Death of a Salesman has been owned by White actors–and by White audiences.
André de Shields
The Loman house in this astonishing new production of Death of a Salesman consists of an explosion of isolated windows, doors, and furniture suspended by wires. I’m reminded of Arthur Miller’s original title for the play, The Inside of His Head, as these precarious furnishings, which descend and rise throughout the play, reflect the fractures within Willy’s mind as well as the tenuous state of the Loman family.
And these Lomans, reconceived as an African American family, exemplify anew how tenuous is the family’s grip on the American dream. Other Black actors may have played Willy Loman (never before on Broadway); this, however, is not color-blind casting, but rather color-conscious casting. The magnificent Wendell Pierce and Sharon D. Clarke (as well as André de Shields as Willy’s brother Ben, Khris Davis and McKinley Belcher III as his sons Biff and Happy) bring their full selves to this production.
Wendell Pierce’s performance is heartbreaking. His intense and compelling Willy Loman is no pathetic victim but shows himself to be a grandly tragic figure. Nor is this Linda a victim of Willy’s rage. In a riveting performance, Sharon D. Clarke manifests the fierce love of a Black woman holding her family together. In an interview with The Washington Post, Pierce describes Clarke’s conception of Linda by paraphrasing the poet Nikki Giovanni:
I hope that when I grow up no White person ever writes about my poverty, not seeing that all along, we were wealthy in love.
Marianne Elliott’s previous work includes reconceiving the vacillating bachelor of Sondheim’s Company as a woman conscious of her biological clock in a production that arguably improved on the original. Here, she and co-director Miranda Cromwell have reimagined another classic in a way that expands our understanding of the play. The production is so thrillingly transformative, in fact, I found myself rethinking everything I thought I knew about the play.
Miller considered the work an indictment of American capitalism. Barely a word is changed to make it a similarly scathing indictment of American racism.
Willy’s Act II encounter with his arrogant young boss Howard will always feel degrading, but the indignity takes a deeper turn in this production when Howard offhandedly calls him “Boy” (one of the very few script changes). The moment becomes even more chilling with a new stage direction.
At the end of Act I, Willy had given Biff advice before his interview with a former employer: “And if anything falls off the desk while you’re talking to him—like a package or something—don’t you pick it up. They have office boys for that.”
It seems an insignificant line in the original script, but in this version it comes back to haunt him. As Willy begs his boss for a new job in New York, Howard drops his cigarette lighter. Both men pause and look at each other before Willy slowly stoops to pick it up and light Howard’s cigarette. (Miller’s stage direction says merely “[Howard] looks for his lighter. Willy has picked it up and gives it to him.”)

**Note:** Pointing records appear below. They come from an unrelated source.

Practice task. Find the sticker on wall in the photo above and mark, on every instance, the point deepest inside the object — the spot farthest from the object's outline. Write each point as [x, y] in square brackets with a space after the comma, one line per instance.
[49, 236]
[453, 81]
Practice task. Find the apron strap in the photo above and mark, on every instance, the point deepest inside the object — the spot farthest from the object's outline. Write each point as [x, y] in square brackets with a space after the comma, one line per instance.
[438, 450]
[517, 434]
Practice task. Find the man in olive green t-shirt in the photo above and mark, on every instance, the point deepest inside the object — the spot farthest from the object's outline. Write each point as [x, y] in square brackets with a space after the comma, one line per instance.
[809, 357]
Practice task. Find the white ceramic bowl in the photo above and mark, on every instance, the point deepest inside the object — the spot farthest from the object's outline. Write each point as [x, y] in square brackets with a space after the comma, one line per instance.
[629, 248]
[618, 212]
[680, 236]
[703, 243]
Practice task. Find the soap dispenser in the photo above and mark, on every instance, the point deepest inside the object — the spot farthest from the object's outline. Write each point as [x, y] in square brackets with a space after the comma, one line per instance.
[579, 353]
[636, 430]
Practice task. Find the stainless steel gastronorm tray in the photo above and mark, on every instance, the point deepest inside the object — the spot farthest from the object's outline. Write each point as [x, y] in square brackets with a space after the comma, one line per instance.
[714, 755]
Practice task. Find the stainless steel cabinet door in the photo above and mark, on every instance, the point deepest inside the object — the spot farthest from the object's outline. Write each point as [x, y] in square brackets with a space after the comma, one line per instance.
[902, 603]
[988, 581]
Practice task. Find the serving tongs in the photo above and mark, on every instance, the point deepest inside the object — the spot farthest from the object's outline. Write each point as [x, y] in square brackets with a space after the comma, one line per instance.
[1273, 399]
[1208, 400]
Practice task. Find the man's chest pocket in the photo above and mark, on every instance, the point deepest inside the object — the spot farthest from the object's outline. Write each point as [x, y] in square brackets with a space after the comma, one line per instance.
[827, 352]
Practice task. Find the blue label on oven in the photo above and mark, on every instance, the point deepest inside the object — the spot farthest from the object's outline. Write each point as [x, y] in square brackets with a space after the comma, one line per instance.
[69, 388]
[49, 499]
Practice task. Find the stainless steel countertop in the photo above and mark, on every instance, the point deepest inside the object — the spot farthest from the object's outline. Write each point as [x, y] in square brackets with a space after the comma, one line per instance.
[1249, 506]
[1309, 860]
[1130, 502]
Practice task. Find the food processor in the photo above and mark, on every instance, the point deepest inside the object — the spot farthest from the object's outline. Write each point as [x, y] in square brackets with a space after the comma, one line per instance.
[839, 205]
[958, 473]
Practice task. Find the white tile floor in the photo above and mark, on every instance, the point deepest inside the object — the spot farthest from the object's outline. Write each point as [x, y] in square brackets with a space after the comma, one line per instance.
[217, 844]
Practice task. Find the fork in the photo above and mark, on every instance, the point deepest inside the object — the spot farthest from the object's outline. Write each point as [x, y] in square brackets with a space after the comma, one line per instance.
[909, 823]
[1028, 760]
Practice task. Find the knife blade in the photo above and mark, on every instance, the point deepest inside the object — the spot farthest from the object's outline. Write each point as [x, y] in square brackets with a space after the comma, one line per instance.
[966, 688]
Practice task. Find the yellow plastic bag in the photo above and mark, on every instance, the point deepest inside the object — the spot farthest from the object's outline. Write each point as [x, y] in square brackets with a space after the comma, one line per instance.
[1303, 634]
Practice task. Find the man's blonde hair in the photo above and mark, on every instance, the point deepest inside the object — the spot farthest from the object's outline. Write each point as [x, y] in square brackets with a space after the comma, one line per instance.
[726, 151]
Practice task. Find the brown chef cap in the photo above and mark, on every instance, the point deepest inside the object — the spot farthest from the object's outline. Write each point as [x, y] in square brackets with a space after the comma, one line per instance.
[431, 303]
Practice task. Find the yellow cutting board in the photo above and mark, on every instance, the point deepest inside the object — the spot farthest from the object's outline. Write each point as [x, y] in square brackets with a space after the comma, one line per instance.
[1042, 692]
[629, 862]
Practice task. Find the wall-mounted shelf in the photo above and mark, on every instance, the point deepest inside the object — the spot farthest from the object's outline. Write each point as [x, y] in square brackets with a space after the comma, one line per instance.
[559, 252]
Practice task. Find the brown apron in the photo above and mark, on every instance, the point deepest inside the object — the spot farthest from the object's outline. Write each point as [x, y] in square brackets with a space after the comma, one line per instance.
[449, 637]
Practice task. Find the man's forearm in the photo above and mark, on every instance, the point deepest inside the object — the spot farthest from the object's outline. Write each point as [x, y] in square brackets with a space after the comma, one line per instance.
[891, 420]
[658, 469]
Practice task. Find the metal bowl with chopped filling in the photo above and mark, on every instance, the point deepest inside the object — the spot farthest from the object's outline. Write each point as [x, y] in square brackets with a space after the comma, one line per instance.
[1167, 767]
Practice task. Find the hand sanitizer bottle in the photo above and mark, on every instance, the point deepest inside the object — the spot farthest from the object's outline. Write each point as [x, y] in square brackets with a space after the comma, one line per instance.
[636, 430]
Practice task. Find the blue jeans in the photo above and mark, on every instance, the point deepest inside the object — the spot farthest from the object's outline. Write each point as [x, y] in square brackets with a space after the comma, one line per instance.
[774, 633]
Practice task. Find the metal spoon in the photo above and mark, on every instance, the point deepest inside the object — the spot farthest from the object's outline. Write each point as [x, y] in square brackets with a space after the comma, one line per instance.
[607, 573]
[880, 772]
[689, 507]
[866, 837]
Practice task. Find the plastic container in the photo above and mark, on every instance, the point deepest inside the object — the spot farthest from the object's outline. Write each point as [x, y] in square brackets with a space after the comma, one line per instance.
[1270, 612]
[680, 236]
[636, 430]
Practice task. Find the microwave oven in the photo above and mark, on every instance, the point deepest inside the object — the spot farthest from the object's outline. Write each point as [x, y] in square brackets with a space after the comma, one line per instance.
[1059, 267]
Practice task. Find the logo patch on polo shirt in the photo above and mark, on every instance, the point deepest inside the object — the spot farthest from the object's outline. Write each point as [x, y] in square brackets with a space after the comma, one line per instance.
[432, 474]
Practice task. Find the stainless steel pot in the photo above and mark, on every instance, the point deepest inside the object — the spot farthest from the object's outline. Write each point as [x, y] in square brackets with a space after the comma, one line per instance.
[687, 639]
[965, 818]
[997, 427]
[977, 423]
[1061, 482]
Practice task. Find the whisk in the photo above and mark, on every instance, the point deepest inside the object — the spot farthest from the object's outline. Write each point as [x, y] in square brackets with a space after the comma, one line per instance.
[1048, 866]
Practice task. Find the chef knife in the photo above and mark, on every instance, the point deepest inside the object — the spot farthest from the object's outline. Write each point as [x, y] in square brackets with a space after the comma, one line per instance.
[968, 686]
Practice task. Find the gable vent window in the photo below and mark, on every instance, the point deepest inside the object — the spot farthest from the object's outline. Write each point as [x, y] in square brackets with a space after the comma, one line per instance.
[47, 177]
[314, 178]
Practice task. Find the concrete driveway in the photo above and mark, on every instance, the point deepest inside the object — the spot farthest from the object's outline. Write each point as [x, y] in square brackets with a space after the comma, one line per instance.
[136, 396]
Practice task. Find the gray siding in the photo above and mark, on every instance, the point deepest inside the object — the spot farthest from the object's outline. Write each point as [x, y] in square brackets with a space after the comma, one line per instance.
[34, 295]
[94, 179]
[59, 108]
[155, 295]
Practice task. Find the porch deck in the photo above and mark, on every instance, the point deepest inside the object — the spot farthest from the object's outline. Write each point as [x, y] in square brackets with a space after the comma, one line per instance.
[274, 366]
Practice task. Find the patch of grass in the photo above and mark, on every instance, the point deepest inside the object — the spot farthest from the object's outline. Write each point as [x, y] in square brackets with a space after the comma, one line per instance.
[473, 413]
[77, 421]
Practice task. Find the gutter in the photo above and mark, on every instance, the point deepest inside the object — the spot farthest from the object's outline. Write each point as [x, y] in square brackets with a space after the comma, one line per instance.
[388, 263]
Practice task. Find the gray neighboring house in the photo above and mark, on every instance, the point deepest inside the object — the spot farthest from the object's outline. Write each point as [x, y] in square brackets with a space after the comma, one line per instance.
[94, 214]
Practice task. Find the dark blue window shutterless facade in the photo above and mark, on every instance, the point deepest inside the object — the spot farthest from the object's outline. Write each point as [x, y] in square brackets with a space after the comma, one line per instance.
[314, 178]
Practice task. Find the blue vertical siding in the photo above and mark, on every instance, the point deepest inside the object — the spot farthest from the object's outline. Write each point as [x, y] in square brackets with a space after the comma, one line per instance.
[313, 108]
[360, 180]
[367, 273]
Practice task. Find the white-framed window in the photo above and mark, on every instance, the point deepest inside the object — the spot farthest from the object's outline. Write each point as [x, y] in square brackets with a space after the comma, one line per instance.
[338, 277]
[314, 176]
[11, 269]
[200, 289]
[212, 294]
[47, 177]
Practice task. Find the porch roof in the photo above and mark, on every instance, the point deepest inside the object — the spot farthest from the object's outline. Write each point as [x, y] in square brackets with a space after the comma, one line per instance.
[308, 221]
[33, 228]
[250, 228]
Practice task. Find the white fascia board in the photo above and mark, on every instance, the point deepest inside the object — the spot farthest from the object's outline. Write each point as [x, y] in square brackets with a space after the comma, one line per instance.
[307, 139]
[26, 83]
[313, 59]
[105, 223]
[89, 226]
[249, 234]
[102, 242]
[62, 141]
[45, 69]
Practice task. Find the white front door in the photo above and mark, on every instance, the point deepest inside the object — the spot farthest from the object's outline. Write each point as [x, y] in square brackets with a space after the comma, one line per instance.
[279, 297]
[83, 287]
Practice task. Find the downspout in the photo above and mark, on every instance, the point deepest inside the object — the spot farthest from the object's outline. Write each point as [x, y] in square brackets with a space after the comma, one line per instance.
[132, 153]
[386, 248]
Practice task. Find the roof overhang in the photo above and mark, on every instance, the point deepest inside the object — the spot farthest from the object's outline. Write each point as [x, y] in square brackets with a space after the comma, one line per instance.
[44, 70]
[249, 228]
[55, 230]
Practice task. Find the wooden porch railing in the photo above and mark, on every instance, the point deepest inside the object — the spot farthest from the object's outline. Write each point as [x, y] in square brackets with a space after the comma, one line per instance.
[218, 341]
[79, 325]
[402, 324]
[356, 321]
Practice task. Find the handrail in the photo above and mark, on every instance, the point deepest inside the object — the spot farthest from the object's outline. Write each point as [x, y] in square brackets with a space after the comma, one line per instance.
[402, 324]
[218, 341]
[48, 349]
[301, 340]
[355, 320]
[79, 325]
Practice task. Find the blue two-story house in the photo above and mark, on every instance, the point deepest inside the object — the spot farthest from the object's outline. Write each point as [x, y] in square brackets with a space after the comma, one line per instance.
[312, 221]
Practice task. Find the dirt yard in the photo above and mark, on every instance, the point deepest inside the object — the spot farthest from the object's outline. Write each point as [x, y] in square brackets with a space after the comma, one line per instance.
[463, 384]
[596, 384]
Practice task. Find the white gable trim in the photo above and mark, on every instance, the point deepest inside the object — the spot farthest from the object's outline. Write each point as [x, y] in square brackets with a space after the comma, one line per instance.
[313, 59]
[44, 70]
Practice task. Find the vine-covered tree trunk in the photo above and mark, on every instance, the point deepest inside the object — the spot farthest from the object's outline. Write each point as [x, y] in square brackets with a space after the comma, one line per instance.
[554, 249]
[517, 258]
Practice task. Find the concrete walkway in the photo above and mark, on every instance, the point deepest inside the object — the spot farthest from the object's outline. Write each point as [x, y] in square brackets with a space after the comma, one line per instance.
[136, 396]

The action is devastating, and the reaction of the New York audience, many of them Black, made it even more so. I heard several voices moan as they recognized the humiliation Willy was about to accept. I inwardly shouted “No!” but my response was much the way I want to shout, say, at Romeo before he drinks the poison. These moans were something different, coming as they did from people who had themselves lived Willy’s experience.
I will sometimes complain about audiences that are too loud, audiences that intrude on my own enjoyment of a play. But this was different. The audience is always a participant in a live performance, even if the participation is as subtle as breathing together during an intense scene. The very vocal participation of the audience throughout this production, most memorably in this moment, reminded me that theater does not belong—should not belong—to privileged White people with our own conventions about how to experience a play.
Dana
I want to see a play, I want to hear the play.
No other conventions.
No tribe.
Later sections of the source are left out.